Галина вздохнула, отодвинула фотографию. Прошла целая жизнь, а боль стояла комом в горле. Помнила, как Рая хвасталась колечком, как Миша опускал глаза при встрече, её собственные поздравления со счастьем.
В институте появился Виктор. Старшекурсник, статный, смелый. Дарил цветы, водил в кино. На третьем курсе Галина вышла за него. Пышная свадьба, подружки завидовали.
— Мама, ты папу любила? — спросила позже Анастасия.
— Конечно, любила, — ответила Галина, и это была правда.

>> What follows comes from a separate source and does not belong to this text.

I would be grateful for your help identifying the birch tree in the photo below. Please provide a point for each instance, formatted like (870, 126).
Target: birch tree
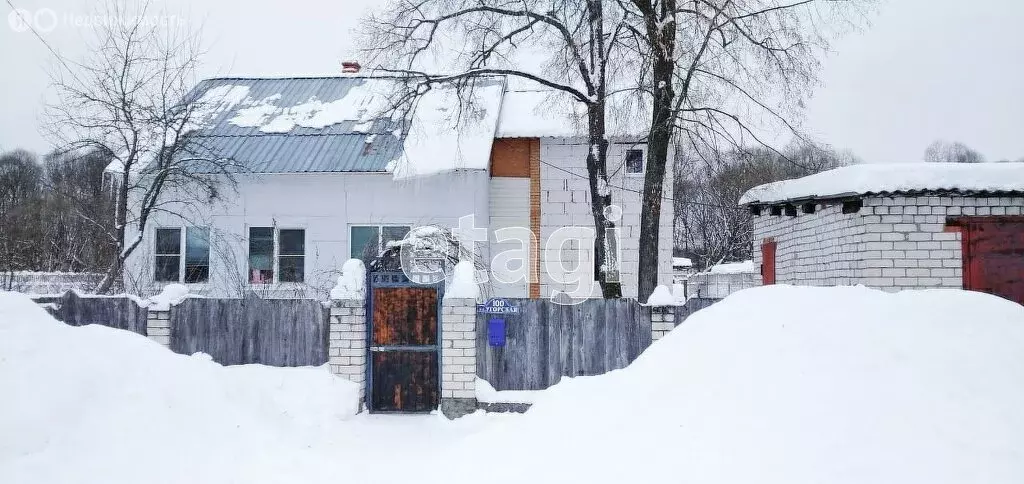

По-другому, не так горько-сладко и тревожно, как было бы с Мишей, но искренне. Виктор обеспечивал семью, не пил, не гулял. Галя стала врачом в поликлинике, растила детей. Обыкновенная жизнь.
Иногда видела Мишу на улице. Время его не пощадило – седина, морщины. Но глаза оставались всё теми же – добрыми, вечно немного печальными. Здоровались, спрашивали про детей. Знала, что у него с Раисой трое, работает он мастером в цеху, живут в «хрущёвке» на окраине.
Последняя встреча случилась в больнице. У Виктора дало знать сердце. В соседней палате лежал Миша – сердечный приступ. Столкнулись в коридоре.
— Галь? Ты здесь? — не поверил он.
— Муж лежит. А ты?
— Старость, — махнул он рукой. — Доктора ругают – работал без выходных.
Молчание повисло тяжёлым грузом. Потом он вдруг произнёс:
— Помнишь, тот раз? Как я свататься пришёл? За столом?
Галина кивнула. Куда могло деться?
— Дурак я был, — вздохнул Миша. — Не свататься надо было, а просто сказать три слова. А вдруг ответила бы…
— Не надо
И фотография осталась стоять на комоду, а в тишине комнаты зазвучал тихий, почти неуловимый шелест увядающих кленовых листьев за окном, будто само время вздыхало о невысказанных словах.